Sk'elep is the traditional trickster figure in Secwepemc mythology. He is featured in many legends and has many powers, including the ability to die and come back to life. Like the animal his character is enjoined to, he is very clever. But like all intelligent beings, he can also have his foolish moments and can make emblematic mistakes that people can learn from. According to one story, he once decided that he had to climb into a tree and spin a web like a spider. The only result of this misguided idea was that he left behind clumps of his hair in the tree. This magical hair, however, became wila, the Secwepemc language for a species of lichen.

In some other Interior Salish cultures, Coyote went into the tree for other reasons; for example, in Colville-Okanagan culture, he was dropped into the tree by some swans he had grabbed in a hunt. In this story also, though, his hair became the hair moss lichen.
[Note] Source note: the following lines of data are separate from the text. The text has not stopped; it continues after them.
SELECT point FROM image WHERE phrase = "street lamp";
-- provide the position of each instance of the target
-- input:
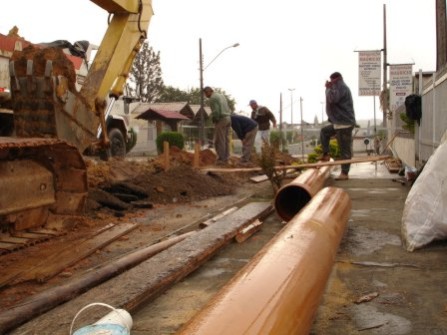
(202, 99)
(322, 112)
(302, 130)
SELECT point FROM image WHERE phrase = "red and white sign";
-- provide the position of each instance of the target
(401, 84)
(370, 65)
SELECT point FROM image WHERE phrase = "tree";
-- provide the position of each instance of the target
(145, 81)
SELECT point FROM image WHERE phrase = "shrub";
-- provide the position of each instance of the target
(275, 139)
(172, 137)
(334, 151)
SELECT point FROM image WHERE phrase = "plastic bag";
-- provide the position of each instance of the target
(424, 218)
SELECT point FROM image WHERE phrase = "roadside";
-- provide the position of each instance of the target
(376, 287)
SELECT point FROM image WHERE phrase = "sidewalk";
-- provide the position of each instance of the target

Between the Fraser and Columbia rivers, the Natives of the area held stories of Coyote in their Creation mythology. Coyote held a pivotal role in the change between a world of animals and plants only, to a world where humans roamed as well. "The people of the time, though they had human form, were really animals, gifted with magical powers. Into the world then came certain transformers, the greatest of whom were the Coyote and the Old Man, who put the earth in order, giving the mountains and the valleys their present aspects and transforming the wicked among them, and these were the beings who the ancient world denizens into the animal shapes which are still theirs; the descendants of the good among these pristine beings are the Indians of today"

=== Southwest ===

Coyote also appears in the traditions of the Jicarilla Apache. In the mythology of the Tohono O'odham people of Arizona, he appears as an associate of the culture-hero Montezuma. Coyote also appears as a trickster in stories of the Tohono O'odham people. As told by a collective of natives in O'odham Creation and Related Events- Coyote Marries the Hunter's Wives, Red Racer Snake and Coyote, Turtle and Coyote, and many more stories of Coyote dealing in his usual mix of kind gestures with tricky twists and ulterior motives.

He appears with a pivotal role in the creation myth of the Navajo people of Northern Arizona. "The Navajo people believe the world is built in a sequence of stories, the fifth of these being the earth on which men now dwell. The genesis legend of this tribe divides into four episodic tales: the first of which, The Age of Beginnings, narrates the ascent of the progenitors of Earth's inhabitants from story to story of the Underworld, and their final emergence upon Earth" As the story develops Coyote guides the humans down to earth while badger continues to the underworld. "One day they saw the Sky stooping down and the earth rising to meet it. At the point of contact, Coyote and Badger sprang down from the world above; Badger descended into the world below, but Coyote remained with the people (First Man)."

He also appears in a legend of the White Mountain Apache, "Coyote fights a lump of pitch" (a variant of the Tar-Baby theme), and in similar legends of the Zapotec and Popoluca of Mexico.

Coyote plays a prominent role in many stories in the Diné (Navajo) mythos; see Coyote (Navajo mythology).

==Functional cognates==

Coyote is compared to both the Scandinavian Loki, and also Prometheus, who shared with Coyote the trick of having stolen fire from the gods as a gift for mankind, and Anansi, a mythological culture hero from Western African mythology. In Eurasia, rather than a coyote, a fox is often featured as a trickster hero, ranging from kitsune (fox) tales in Japan to the Reynard cycle in Western Europe.

Claude Lévi-Strauss, French anthropologist proposed a structuralist theory that suggests that Coyote and Crow obtained mythic status because they are mediator animals between life and death.

==Language revitalization and preservation==
Coyote figures prominently in a number of Indigenous language and cultural and preservation projects in North America. For example, the Secwepemc people of the Kamloops Indian Band in Kamloops, British Columbia, have named their recently opened elementary school the Sk'elep School of Excellence, while educational websites such as one co-sponsored by the Neskonlith Indian Band of Chase, British Columbia prominently feature stories about Sk'elep.